16 Teaching data science

Abstract This chapter explores strategies for teaching data science to others. While our focus in this book (and the focus of many doing data science in education) is on the use of data science methods to ask and answer questions and identify and solve problems relating to teaching, learning, and educational systems, how data science is taught and learned is also an important consideration. This is particularly true for those tasked with teaching others, whether in formal settings (such as in classes or workshops) or in those that are informal (such as when providing just-in-time help to a colleague or peer). This chapter first draws attention to the pedagogical principles that undergirded this book, and then describes strategies for teaching data science as well as some general pedagogical strategies that have relevance to those teaching data science. The chapter concludes with a call for those teaching data science to carve out a distinctive field of their own.

16.1 Chapter overview

This book is focused on the application of data science to education. In other words, this book focuses on how to apply data science to questions of teaching, learning, and educational systems. The previous chapters have addressed this topic through narrative and walkthroughs for common questions (or problems) and the types of data encountered in education. In this way, much of the book has focused on applying data science methods. However, for a book on data science in education, it is important to not only discuss the application of data science methods, but also to consider what we know about how to teach data science. In recognition of these dual meanings of data science in education, we’ve referred to the application of data science methods as “data science in education*, and the teaching and learning of data science as”data science *for” education (Joshua M. Rosenberg et al., 2020).

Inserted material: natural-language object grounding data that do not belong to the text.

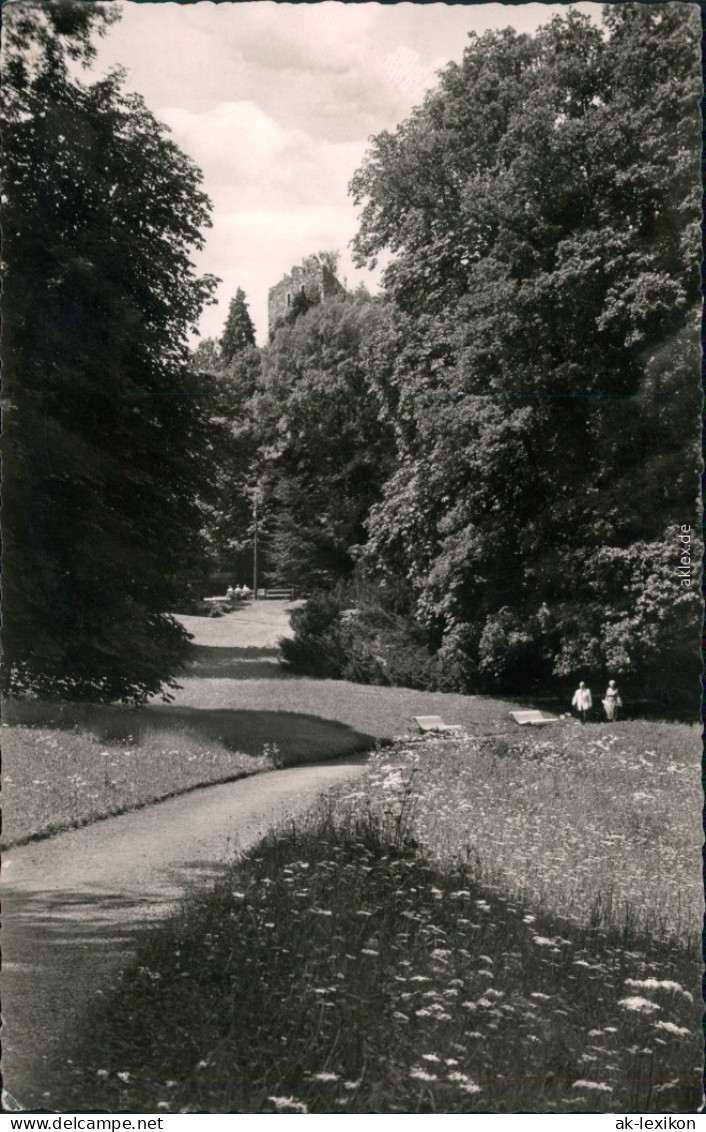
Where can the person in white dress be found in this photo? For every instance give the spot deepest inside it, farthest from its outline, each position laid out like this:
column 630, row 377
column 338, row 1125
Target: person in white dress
column 583, row 701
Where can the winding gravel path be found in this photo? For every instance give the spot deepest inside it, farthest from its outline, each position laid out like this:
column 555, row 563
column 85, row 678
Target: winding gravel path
column 74, row 903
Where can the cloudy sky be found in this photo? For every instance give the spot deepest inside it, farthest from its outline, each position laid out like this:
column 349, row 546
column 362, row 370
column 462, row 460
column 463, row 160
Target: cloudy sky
column 275, row 102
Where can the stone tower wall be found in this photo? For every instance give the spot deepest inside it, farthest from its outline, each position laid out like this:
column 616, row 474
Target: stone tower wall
column 310, row 277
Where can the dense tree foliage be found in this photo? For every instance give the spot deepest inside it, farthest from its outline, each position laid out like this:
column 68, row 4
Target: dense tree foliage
column 542, row 211
column 540, row 217
column 318, row 425
column 105, row 434
column 239, row 332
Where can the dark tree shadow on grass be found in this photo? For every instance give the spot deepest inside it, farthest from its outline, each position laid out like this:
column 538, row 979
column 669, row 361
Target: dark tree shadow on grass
column 299, row 738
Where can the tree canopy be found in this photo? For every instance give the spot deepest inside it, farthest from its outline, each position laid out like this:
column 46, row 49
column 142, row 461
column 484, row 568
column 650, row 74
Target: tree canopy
column 540, row 212
column 239, row 332
column 105, row 437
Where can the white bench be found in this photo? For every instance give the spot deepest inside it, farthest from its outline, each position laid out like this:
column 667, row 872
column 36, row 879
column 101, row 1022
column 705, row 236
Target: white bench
column 435, row 723
column 533, row 718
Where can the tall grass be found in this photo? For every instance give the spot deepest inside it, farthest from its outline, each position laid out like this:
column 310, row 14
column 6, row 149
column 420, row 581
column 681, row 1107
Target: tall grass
column 56, row 779
column 343, row 966
column 593, row 822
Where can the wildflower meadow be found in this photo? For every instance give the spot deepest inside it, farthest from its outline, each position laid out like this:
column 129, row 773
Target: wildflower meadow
column 387, row 954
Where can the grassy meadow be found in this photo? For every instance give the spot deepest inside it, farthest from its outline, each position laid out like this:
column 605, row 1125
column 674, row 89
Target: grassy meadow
column 471, row 927
column 58, row 779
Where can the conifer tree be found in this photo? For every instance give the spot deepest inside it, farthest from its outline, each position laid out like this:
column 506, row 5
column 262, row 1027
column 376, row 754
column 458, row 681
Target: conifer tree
column 105, row 445
column 239, row 332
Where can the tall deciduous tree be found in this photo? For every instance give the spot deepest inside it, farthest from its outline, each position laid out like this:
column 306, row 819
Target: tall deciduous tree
column 327, row 451
column 106, row 437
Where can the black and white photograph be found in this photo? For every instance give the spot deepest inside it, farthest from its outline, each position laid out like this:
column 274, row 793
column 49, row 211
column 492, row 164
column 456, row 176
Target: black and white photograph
column 352, row 540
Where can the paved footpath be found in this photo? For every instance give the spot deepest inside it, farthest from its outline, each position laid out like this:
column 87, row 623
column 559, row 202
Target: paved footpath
column 74, row 903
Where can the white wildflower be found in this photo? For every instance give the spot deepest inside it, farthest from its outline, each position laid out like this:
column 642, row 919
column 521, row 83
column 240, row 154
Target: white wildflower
column 638, row 1004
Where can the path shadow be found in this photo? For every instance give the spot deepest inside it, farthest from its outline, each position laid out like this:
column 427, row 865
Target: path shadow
column 298, row 738
column 62, row 950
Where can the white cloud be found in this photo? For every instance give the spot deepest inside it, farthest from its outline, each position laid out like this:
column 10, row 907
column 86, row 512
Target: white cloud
column 275, row 102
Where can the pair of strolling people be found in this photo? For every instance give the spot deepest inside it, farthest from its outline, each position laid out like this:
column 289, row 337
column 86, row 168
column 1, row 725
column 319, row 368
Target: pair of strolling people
column 237, row 592
column 583, row 702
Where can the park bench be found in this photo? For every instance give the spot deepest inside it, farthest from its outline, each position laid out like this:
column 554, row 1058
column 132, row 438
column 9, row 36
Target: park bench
column 533, row 718
column 435, row 723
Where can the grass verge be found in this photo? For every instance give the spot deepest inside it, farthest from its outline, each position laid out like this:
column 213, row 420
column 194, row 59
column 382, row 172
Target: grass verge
column 61, row 779
column 345, row 967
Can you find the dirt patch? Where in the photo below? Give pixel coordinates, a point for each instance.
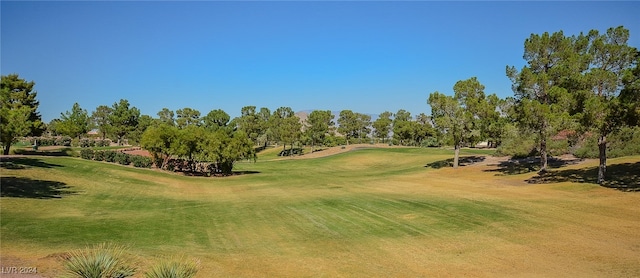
(340, 149)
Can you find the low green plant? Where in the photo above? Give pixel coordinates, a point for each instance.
(122, 158)
(110, 156)
(100, 261)
(174, 268)
(87, 154)
(141, 161)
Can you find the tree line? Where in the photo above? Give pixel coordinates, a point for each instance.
(582, 85)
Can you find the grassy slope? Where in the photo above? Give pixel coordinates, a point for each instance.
(370, 212)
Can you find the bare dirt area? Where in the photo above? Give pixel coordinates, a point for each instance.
(340, 149)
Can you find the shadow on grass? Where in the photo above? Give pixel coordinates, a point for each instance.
(56, 152)
(527, 165)
(624, 177)
(462, 161)
(234, 173)
(24, 162)
(36, 189)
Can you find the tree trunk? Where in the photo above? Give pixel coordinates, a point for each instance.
(455, 155)
(602, 147)
(6, 148)
(543, 155)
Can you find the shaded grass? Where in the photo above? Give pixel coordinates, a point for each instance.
(344, 215)
(624, 176)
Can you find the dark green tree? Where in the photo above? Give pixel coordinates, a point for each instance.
(18, 110)
(167, 116)
(123, 119)
(216, 119)
(188, 116)
(158, 140)
(382, 125)
(319, 124)
(100, 118)
(611, 59)
(348, 124)
(542, 102)
(74, 123)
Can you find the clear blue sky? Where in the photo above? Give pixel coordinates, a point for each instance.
(365, 56)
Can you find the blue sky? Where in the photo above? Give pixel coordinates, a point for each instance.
(365, 56)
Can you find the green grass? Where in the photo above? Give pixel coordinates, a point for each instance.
(360, 206)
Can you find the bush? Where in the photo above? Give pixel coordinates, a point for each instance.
(623, 142)
(558, 147)
(103, 143)
(141, 161)
(290, 152)
(63, 141)
(98, 156)
(87, 154)
(173, 268)
(86, 143)
(122, 158)
(97, 262)
(430, 142)
(110, 156)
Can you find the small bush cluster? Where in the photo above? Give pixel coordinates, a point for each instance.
(108, 260)
(290, 152)
(117, 157)
(90, 143)
(51, 141)
(623, 142)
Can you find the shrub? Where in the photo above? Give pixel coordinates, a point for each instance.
(98, 156)
(63, 141)
(98, 262)
(110, 156)
(122, 158)
(290, 152)
(558, 147)
(430, 142)
(75, 142)
(87, 154)
(86, 143)
(623, 142)
(141, 161)
(173, 268)
(103, 143)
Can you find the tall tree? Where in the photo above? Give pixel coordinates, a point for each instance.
(285, 125)
(318, 125)
(216, 119)
(458, 117)
(123, 119)
(611, 59)
(249, 122)
(188, 116)
(158, 141)
(382, 125)
(363, 122)
(74, 123)
(630, 94)
(265, 130)
(402, 127)
(101, 119)
(167, 116)
(348, 124)
(541, 101)
(18, 110)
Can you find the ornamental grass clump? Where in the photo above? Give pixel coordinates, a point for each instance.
(100, 261)
(174, 268)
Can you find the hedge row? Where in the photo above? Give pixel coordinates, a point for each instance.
(69, 142)
(117, 157)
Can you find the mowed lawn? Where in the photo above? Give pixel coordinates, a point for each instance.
(364, 213)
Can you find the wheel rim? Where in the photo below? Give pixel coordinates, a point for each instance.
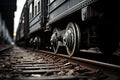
(72, 38)
(54, 40)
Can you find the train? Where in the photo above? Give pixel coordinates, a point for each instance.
(70, 24)
(5, 38)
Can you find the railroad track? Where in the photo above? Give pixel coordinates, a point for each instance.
(39, 65)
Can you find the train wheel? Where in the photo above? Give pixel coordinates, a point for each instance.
(54, 40)
(72, 38)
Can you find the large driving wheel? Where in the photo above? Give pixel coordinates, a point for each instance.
(72, 38)
(54, 40)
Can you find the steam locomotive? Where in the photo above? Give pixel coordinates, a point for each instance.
(73, 24)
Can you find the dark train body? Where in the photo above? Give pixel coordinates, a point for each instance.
(74, 24)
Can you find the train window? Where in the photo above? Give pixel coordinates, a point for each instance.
(39, 6)
(30, 11)
(51, 1)
(35, 9)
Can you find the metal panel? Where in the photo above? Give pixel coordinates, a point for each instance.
(29, 2)
(35, 24)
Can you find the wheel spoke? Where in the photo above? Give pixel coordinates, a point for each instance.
(72, 38)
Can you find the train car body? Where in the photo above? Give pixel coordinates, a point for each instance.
(5, 38)
(74, 24)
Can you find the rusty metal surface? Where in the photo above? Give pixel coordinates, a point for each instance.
(22, 64)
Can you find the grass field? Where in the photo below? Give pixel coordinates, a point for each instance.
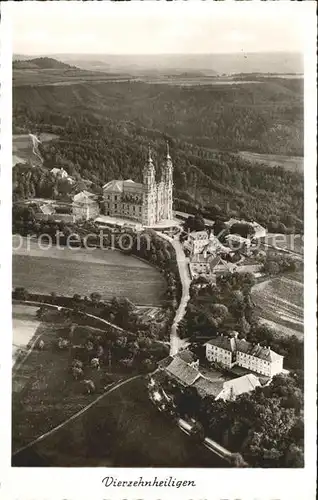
(25, 325)
(291, 163)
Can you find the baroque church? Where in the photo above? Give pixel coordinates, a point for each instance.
(149, 202)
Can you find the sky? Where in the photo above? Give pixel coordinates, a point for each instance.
(152, 27)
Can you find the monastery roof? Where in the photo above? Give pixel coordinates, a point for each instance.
(185, 373)
(206, 387)
(199, 235)
(119, 186)
(223, 342)
(240, 385)
(163, 363)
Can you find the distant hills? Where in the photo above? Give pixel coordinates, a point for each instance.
(208, 64)
(40, 63)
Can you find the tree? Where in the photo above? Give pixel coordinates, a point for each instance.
(197, 432)
(89, 386)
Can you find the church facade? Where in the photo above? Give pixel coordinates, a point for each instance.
(148, 202)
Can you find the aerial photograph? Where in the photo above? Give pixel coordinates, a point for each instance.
(157, 237)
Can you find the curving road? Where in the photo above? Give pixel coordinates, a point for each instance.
(175, 342)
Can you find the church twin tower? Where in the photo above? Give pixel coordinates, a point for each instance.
(157, 196)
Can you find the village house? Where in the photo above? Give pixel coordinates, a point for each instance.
(148, 202)
(231, 351)
(237, 386)
(85, 205)
(184, 370)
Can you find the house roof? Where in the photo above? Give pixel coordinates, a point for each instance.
(206, 387)
(223, 342)
(185, 373)
(240, 385)
(84, 197)
(119, 186)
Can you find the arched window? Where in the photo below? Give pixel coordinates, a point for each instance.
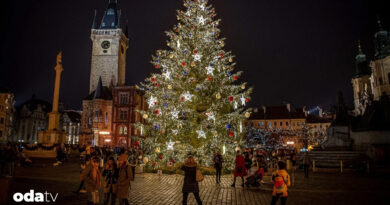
(121, 130)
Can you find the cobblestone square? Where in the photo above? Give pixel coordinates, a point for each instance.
(320, 188)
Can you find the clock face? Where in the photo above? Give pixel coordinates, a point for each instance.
(105, 44)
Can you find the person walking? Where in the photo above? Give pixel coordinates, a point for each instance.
(124, 178)
(111, 174)
(91, 176)
(306, 164)
(239, 168)
(190, 184)
(133, 161)
(281, 181)
(247, 161)
(218, 160)
(83, 164)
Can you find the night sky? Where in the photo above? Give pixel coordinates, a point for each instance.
(290, 51)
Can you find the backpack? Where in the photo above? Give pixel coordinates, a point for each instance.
(279, 183)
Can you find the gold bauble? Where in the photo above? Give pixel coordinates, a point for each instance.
(145, 116)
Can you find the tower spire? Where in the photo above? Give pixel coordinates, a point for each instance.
(94, 23)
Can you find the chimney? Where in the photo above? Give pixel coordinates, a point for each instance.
(288, 106)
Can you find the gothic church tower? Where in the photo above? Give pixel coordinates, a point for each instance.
(109, 45)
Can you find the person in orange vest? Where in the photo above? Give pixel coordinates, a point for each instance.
(281, 181)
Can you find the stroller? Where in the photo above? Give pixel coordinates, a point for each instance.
(255, 178)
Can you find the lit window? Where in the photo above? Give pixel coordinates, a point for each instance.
(125, 130)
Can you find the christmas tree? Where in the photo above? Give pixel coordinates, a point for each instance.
(196, 99)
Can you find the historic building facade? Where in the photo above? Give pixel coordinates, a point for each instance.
(7, 112)
(372, 79)
(109, 111)
(32, 117)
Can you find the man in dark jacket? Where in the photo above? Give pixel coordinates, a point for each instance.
(218, 160)
(190, 183)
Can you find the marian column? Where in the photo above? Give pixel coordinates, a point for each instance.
(54, 116)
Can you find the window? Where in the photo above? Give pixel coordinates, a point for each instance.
(123, 115)
(125, 130)
(124, 98)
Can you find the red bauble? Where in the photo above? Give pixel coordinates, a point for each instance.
(231, 134)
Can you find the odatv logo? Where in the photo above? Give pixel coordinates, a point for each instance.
(33, 196)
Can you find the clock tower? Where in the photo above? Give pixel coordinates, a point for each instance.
(109, 45)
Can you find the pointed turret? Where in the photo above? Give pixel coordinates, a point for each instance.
(382, 47)
(94, 23)
(111, 16)
(361, 63)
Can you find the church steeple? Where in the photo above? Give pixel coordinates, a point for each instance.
(361, 63)
(111, 18)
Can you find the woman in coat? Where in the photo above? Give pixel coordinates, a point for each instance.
(190, 183)
(125, 176)
(239, 169)
(111, 177)
(91, 176)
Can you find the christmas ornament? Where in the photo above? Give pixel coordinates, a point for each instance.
(170, 145)
(152, 101)
(187, 96)
(201, 134)
(145, 116)
(231, 134)
(197, 57)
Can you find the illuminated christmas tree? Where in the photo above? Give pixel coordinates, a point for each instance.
(196, 98)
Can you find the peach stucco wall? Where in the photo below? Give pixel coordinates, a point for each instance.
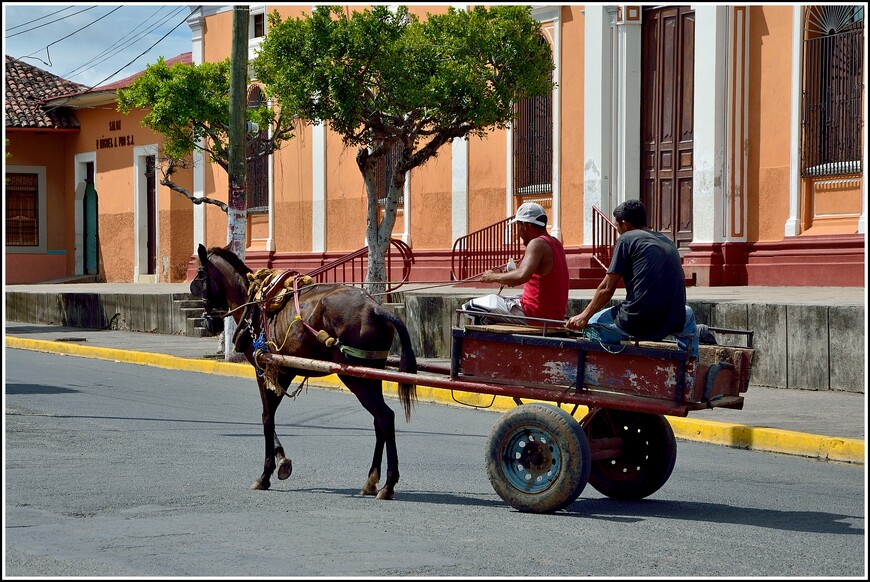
(571, 92)
(30, 148)
(113, 138)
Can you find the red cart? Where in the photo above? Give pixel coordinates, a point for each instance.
(539, 458)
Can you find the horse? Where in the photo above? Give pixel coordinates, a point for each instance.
(329, 322)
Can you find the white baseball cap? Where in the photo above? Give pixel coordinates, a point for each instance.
(531, 212)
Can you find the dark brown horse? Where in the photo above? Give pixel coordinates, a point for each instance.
(330, 322)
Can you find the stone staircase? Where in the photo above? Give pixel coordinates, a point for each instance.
(191, 309)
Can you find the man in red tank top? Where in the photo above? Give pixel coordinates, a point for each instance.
(543, 270)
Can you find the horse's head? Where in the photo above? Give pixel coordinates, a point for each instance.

Naturally, educators who do data science are positioned well to try to teach others how to do data science. In addition, we expect readers of this book—many of whom will also be involved in education—will be interested in teaching others about data science.

This chapter is organized around three topics:

  1. The pedagogical principles this book is based upon
  2. Strategies for teaching data science
  3. General strategies related to teaching and learning

16.2 The pedagogical principles this book is based upon

As the authors of a book about data science in education—and readers of books that taught us about data science—we considered what would make it effective for our readers when we set out to write it. The result of this process was a pedagogical framework that consists of four principles: problem-based learning, differentiation, building mental models, and working in the open. We consider each of these in turn.

16.2.1 Problem-based learning

Problem-based learning (PBL) is a method of instruction that asks learners to apply their skills and knowledge to solve a real-world challenge. We applied this principle to the design of this book by including walkthroughs for common data science and education questions. This is especially important in data science because we do not have all of the right answers in this text. Moreover, there is not one right statistical model or algorithm, technique to write code, or piece of software and set of tools to utilize.

Thus, the text features walkthroughs that reflect the types of challenges that educational data scientists may encounter in the course of their work. All of the data (as well as the code) is available, and readers may choose to approach the analysis of the data used in each walkthrough differently. Moreover, the walkthroughs are structured in such a way that readers return to some of the analytic challenges, but with different aims, over the course of the book: Walkthrough 1/Chapter 7, Walkthrough 7/Chapter 13, and Walkthrough 8/Chapter 14 all use the same dataset on online science learning, but Walkthrough 7 expands Walkthrough 1 by its focus on modeling the effects of courses, and Walkthrough 8 takes a predictive, rather than explanatory, goal, through the use of machine learning. Other challenges, such as processing and preparing data, are introduced in the first walkthrough and—reflective of their importance and ubiquity—returned to in each of the subsequent chapters.

16.2.2 Differentiation

Differentiation is a method for providing multiple pathways for learners to engage with, understand, and ultimately apply new content and new skills. To differentiate this text, we first created personas of the common groups of readers we expected to read this book (see Wilson (2009) for an example of this approach).

The objective was to write in a way that helped readers see themselves in the scenarios. The personas were a way to imagine our audience and guide who we interviewed to prepare for the writing. The interviews equipped us to go beyond what we imagined the needs of our readers were and to include their voices in the way we presented the content.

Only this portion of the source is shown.